Burada dikkat edilmesi gereken bu hususta Vecdi Gönül’ün bazıları için acı ve gözyaşı olarak halen daha akıllarda kalan olayları kabul etmesinden çok, bunları “iyi ki yaptık, yapmasaydık şimdi bu şekilde olmazdık” demeye getirip meşrulaştırmasıdır. Rumları mübadele ile Yunanistan’a gönderdiniz. Peki ya Ermenileri kimle ve kimlerle mübadele ettiniz. Ankara da Rum, Ermeni, Yahudi ve Müslümanlardan oluşan dört mahalle olduğunu söyleyen bakanın, bazı illerde çoğunlukta olan Ermenilerin başına nelerin geldiğini de izah etmesi gerekir. İyi ki yaptık derken acaba 1915 olaylarını kabul ve tasdik mi ediyor?

Vecdi Gönül’ün sözlerini tepki gösterenlerin çoğunun aslında rejimle sorunu olmayan tipler olduğunu görüyoruz. Söylenenlerin büyük bir gaf olduğunu ve dolayısı ile Bakanın özür dilemesini hatta istifa etmesi gerektiğini ifade ettiler. Bu sözlerle Vecdi Gönül’ü eleştirenler 1915 olaylarına, 6-7 Eylüle, Kürt Sorununa yada Başörtüsü sorununa karşı tavırlarını sorgulamak gerekir. Ya da bu kişiler acaba ulus-devlete, Türk Milliyetçiliğine karşılar mı? Söylenen sözlerde bir yanlışlık olmadığına göre bu sözlere karşı tavırlarda bir ikiyüzlülük, düzenbazlık var demek.

Tartışılması gereken bu sözlerin içinde barındırdığı kavramlar ve Kemalist rejimin resmi ideolojisidir.

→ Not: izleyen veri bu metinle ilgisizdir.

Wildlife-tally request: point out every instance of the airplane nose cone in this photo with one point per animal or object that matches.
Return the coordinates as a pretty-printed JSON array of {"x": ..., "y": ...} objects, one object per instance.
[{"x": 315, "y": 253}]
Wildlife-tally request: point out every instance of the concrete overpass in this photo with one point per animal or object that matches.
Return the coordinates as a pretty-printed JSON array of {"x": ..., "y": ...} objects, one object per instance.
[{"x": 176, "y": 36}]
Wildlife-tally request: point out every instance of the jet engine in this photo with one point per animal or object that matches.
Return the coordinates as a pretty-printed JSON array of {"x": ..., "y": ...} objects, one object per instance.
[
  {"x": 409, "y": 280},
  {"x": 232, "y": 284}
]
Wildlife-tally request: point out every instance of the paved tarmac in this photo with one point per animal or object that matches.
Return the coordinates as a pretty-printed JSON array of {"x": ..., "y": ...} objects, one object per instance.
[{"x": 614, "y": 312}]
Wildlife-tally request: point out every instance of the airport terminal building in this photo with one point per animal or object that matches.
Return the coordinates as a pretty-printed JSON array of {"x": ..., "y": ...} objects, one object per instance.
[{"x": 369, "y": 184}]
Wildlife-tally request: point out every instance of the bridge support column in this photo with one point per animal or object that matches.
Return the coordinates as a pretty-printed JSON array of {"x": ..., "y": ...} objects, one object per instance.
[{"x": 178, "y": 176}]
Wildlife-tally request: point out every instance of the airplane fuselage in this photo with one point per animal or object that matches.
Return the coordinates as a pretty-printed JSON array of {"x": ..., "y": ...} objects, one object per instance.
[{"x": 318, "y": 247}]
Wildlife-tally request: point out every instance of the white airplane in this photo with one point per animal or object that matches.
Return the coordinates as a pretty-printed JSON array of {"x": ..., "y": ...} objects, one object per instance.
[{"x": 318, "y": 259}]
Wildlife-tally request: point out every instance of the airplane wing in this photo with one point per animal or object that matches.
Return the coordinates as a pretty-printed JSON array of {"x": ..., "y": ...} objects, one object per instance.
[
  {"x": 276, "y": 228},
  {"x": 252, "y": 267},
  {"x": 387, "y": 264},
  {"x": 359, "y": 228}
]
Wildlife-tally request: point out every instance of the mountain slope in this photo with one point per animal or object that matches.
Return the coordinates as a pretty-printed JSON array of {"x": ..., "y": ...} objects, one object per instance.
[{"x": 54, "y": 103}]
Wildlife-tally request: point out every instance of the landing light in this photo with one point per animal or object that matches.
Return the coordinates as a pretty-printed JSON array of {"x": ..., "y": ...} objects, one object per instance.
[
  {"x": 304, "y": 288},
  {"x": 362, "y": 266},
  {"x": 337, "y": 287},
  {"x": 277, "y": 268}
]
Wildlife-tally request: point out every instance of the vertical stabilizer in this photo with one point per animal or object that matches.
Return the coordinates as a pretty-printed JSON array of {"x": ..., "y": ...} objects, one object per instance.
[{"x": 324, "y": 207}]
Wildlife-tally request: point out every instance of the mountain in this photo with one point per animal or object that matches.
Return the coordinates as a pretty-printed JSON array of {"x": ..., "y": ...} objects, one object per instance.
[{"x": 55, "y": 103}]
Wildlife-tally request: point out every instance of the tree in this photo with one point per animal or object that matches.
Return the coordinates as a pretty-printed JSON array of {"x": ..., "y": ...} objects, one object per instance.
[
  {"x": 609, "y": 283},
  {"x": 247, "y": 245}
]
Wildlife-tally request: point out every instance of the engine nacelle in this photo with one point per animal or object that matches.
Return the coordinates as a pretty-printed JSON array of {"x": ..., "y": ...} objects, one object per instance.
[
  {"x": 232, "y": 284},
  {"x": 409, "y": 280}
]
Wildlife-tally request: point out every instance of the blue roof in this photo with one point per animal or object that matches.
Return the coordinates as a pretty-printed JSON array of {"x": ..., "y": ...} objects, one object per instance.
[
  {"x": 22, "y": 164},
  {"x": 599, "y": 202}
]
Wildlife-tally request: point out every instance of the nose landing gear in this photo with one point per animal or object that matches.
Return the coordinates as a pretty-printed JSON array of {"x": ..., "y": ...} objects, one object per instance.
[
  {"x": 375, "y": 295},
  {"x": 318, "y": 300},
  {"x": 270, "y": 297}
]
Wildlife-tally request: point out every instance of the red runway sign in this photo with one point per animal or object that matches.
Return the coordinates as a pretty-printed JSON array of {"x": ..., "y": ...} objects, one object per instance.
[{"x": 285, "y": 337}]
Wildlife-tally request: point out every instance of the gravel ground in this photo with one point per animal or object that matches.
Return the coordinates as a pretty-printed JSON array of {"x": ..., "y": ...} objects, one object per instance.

Ulus-devleti, Türk ulus kimliğini, Kemalizm’i tartışmadan sırf Vecdi Gönül ayrımcılık yapıyor diye geçiştirmek vakanın üstünü örtmek, hedef saptırmak anlamına gelir. Sözler sırf tarihte olup bitmiş bir olayın hatırlanması olarak ta algılanmamalıdır. Çünkü Vecdi Gönül’ün şahsin da gördüğümüz devlet ve rejim zihniyeti geçmişten gelen bu formu, bu düşünce şablonunu günümüz olayları içinde kullanmakta.

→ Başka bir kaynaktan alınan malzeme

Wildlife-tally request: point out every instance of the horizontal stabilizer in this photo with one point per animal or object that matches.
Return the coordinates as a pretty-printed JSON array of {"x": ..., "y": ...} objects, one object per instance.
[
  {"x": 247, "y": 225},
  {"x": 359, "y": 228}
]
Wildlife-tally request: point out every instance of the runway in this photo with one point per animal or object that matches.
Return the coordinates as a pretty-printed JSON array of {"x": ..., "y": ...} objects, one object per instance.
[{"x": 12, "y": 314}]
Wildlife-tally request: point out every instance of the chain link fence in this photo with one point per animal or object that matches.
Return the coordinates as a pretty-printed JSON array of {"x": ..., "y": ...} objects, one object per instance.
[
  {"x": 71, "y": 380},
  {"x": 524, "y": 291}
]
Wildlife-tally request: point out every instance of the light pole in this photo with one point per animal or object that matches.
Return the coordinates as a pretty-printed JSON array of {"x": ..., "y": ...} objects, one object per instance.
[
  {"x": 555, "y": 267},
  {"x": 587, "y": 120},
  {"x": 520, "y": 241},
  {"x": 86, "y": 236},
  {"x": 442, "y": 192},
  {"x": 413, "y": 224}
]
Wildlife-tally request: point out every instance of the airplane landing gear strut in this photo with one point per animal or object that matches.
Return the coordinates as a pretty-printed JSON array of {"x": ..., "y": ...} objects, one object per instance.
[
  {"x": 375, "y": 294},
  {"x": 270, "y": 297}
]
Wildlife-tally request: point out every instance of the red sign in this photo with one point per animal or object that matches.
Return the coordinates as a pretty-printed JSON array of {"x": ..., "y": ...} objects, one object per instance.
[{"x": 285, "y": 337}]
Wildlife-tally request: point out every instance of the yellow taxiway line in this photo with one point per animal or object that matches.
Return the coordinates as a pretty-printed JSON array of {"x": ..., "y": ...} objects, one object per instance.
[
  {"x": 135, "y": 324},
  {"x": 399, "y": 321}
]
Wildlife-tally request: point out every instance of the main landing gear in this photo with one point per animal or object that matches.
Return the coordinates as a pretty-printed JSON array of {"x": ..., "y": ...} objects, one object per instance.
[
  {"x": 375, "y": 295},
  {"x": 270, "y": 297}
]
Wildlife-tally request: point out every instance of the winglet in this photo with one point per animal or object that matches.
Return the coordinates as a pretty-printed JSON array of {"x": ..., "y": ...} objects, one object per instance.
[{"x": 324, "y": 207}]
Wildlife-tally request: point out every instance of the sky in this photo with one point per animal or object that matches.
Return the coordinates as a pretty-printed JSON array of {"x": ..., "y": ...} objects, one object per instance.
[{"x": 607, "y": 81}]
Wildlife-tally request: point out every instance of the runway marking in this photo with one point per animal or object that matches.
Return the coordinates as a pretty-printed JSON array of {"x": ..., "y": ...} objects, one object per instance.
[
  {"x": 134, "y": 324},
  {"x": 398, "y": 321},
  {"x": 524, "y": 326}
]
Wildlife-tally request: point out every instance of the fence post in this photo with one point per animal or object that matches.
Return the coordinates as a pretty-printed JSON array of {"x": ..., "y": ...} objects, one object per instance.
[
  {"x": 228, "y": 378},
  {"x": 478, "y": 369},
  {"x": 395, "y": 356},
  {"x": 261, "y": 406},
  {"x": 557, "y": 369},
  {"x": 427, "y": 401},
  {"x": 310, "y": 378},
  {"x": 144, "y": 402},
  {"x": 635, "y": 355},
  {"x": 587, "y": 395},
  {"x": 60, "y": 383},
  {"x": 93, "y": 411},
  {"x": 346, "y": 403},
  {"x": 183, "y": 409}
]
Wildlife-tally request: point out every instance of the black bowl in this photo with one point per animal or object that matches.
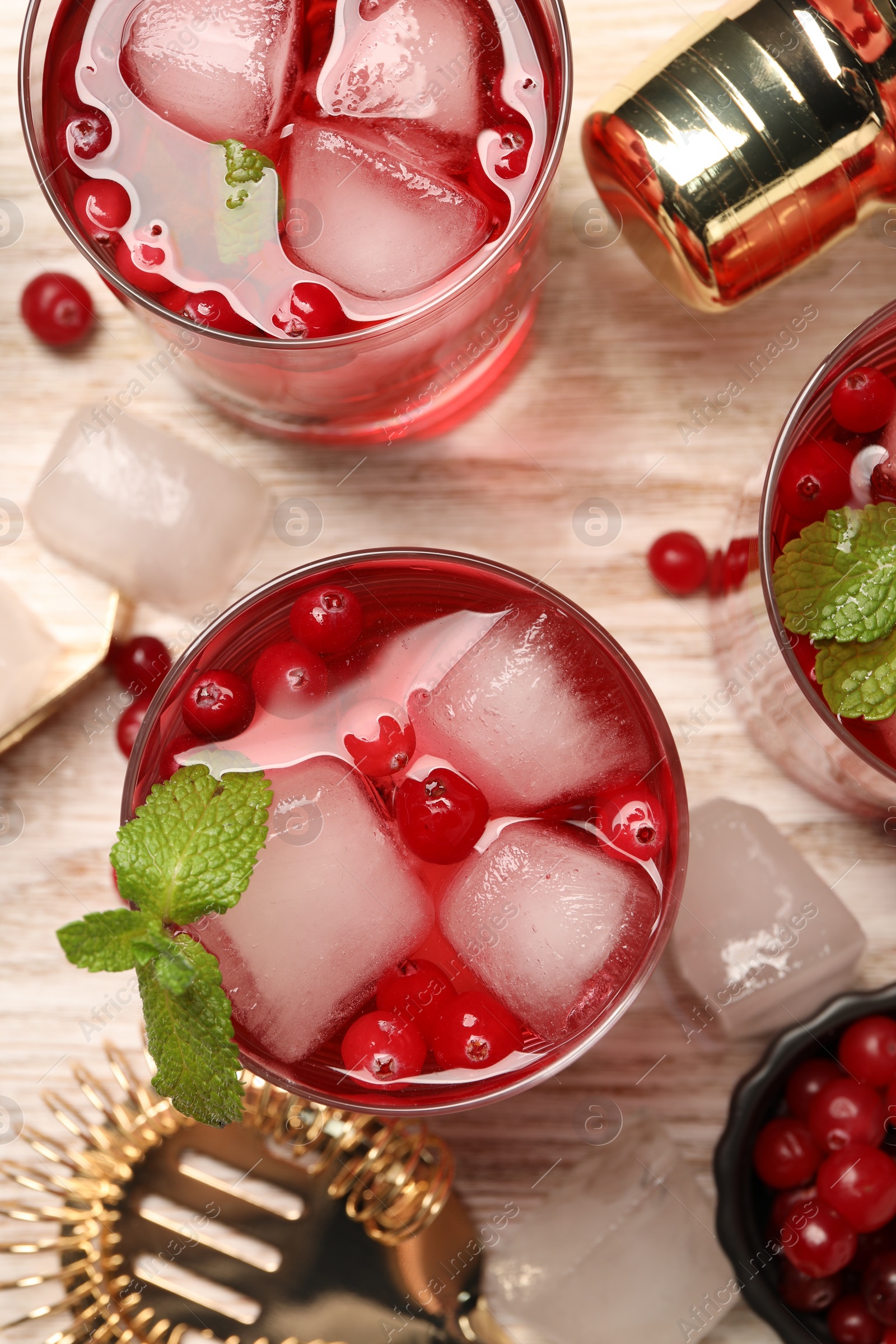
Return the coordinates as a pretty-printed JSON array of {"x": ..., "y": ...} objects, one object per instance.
[{"x": 745, "y": 1203}]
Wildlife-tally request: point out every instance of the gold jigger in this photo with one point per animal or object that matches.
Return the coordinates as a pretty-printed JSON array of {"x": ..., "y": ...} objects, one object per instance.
[{"x": 758, "y": 136}]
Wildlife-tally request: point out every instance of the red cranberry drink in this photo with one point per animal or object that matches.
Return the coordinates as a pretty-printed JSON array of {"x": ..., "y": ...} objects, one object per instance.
[
  {"x": 300, "y": 172},
  {"x": 477, "y": 835}
]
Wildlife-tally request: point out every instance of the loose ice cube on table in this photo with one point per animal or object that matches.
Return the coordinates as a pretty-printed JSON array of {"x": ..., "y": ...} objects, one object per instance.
[
  {"x": 221, "y": 72},
  {"x": 332, "y": 905},
  {"x": 759, "y": 937},
  {"x": 528, "y": 716},
  {"x": 550, "y": 922},
  {"x": 144, "y": 511},
  {"x": 621, "y": 1248},
  {"x": 393, "y": 229},
  {"x": 26, "y": 654}
]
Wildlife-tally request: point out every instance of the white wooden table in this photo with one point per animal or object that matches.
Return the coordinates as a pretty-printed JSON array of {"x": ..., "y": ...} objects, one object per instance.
[{"x": 614, "y": 366}]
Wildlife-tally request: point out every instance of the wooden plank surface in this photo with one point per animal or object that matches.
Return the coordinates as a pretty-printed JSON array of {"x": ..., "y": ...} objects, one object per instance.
[{"x": 613, "y": 368}]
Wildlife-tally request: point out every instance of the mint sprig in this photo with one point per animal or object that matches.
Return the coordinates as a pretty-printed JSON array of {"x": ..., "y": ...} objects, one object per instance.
[
  {"x": 837, "y": 580},
  {"x": 190, "y": 851}
]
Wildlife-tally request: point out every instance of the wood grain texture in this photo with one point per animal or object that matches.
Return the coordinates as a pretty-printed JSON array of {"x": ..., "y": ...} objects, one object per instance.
[{"x": 613, "y": 368}]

Kürt sorununda Türk ulus kimliğini dayatanların, sorunun şiddet boyutuna gelindiğinde köyleri yakan, boşaltan, bölge halkını zorunlu olarak göç etmeye mecbur kılan zihniyet tanıdık olsa gerek. İnancı gereği başını örtenleri düşman ilan eden, okuldan polis zoruyla çıkaran, zorla başını açan, kendi doğup büyüdüğü topraklarda eğitim hakkı elinden alınıp başka ülkelere bir nevi göçe zorlanan Müslümanların yaşadıklara aynı pencereden baksak çokta farklı bir manzara ile karşılaşmayız. Rahip, Malatya ve Hrant Dink cinayetleri düşündüğümüzde ise işin artık düşünsel boyuttan çıkıp katliam ve şiddet boyutuna kadar gelebildiğini görebiliriz.

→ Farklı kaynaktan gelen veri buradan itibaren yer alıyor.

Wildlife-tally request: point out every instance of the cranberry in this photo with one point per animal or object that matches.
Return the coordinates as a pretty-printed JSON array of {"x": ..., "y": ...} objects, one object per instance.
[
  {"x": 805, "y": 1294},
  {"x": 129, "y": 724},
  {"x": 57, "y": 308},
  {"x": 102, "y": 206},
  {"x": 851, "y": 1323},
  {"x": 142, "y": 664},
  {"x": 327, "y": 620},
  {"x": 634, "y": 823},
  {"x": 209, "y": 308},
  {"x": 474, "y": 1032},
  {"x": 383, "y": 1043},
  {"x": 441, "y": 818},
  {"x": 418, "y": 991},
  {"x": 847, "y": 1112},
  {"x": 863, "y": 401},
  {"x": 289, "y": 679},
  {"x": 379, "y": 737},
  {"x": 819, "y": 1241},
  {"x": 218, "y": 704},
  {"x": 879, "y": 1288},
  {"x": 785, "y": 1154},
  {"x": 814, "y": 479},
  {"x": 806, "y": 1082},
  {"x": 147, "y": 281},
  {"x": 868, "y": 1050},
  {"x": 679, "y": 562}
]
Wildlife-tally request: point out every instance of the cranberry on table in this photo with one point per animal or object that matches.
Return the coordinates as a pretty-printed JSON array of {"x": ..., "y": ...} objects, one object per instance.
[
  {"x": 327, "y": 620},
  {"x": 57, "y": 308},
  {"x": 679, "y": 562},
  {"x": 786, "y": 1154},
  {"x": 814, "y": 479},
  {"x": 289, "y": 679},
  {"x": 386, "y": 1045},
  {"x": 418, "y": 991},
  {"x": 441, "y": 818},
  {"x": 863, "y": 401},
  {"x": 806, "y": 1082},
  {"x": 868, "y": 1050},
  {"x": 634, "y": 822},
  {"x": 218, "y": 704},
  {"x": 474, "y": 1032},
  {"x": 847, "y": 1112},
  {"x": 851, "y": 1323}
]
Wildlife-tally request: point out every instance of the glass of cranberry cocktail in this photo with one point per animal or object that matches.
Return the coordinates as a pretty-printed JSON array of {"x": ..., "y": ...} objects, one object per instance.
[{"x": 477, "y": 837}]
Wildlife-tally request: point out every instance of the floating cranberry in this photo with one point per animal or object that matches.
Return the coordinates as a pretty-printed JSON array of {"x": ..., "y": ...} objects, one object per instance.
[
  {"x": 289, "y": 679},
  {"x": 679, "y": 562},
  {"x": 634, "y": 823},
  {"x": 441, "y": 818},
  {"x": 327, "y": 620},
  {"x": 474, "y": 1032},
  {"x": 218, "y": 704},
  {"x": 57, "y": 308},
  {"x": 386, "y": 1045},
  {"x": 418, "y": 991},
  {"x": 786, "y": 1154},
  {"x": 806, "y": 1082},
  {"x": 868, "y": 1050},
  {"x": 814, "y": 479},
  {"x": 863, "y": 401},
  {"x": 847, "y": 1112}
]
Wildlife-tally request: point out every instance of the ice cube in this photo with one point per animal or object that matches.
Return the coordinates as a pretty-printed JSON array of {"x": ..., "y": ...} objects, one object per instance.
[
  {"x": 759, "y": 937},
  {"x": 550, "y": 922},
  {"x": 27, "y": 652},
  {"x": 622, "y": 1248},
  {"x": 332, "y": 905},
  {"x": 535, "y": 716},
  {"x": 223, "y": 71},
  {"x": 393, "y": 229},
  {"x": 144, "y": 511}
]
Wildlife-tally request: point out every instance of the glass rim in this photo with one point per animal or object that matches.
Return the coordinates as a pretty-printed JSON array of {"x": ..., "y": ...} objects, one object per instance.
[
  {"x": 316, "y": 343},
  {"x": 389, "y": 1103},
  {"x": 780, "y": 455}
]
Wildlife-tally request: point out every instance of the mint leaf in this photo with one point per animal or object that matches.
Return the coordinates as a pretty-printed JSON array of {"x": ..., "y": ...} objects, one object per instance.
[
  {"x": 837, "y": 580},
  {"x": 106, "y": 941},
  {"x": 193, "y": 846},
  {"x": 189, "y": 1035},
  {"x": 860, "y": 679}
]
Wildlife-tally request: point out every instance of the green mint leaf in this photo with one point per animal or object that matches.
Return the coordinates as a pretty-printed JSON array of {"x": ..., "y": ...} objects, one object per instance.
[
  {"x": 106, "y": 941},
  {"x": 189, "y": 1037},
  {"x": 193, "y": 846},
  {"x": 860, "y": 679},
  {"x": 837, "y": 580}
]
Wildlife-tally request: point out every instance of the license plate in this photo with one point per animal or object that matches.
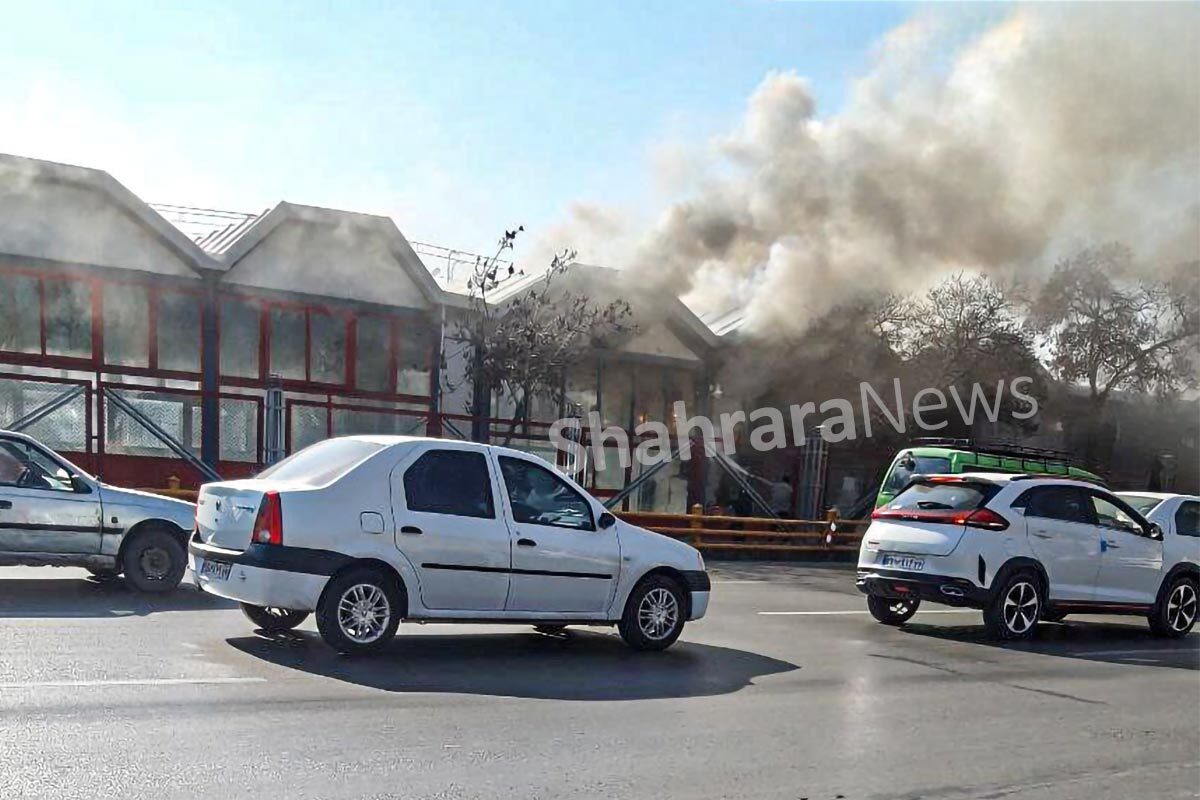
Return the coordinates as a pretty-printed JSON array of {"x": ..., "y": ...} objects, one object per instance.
[
  {"x": 903, "y": 563},
  {"x": 216, "y": 570}
]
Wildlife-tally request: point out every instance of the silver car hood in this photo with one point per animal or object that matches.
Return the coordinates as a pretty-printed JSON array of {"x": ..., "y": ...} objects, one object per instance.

Burada düşünülmesi gereken diğer bir konuda Vecdi Gönül ve Başbakan Erdoğan’ın bu söylemlerinin AKP acısından neyi ifade ettiğidir. Çünkü hem ulus-devlet ve kimlik vurgusu açısından hem de “ya sev ya terk et” söylemine benzer sözler AKP’nin resmi ideoloji ya da derin devlet söylemine olan yakınlaşmasını gösteriyor olmasıdır. Ümmetçi bir gömleği bırakıp gelenlerin bir anda ırkçı-şovenist-totaliter bir söyleme doğru kayması kendi tabanı acısından da sorgulanması gereken bir durum olsa gerek. Tersinden bakıldığında ve söz sahibinin kendi niyetini esas alarak baktığımızda yanı Tayip Erdoğan’ın “her türlü etnik, bölgesel, kültürel ve inançsal milliyetçiliğe karşıyız” ifadesi ile Vecdi Gönül’ün ulus-devlet ve kimlik inşası söylemleri birbiri ile çelişiyor gibi görünmekte. Başbakan “Türkiyelilik” diye bir üst kimlik oluşturmaya çalışırken kendi bakanı Türk ulus kimliğine katkısı bakımından M. Kemal’i övmekte.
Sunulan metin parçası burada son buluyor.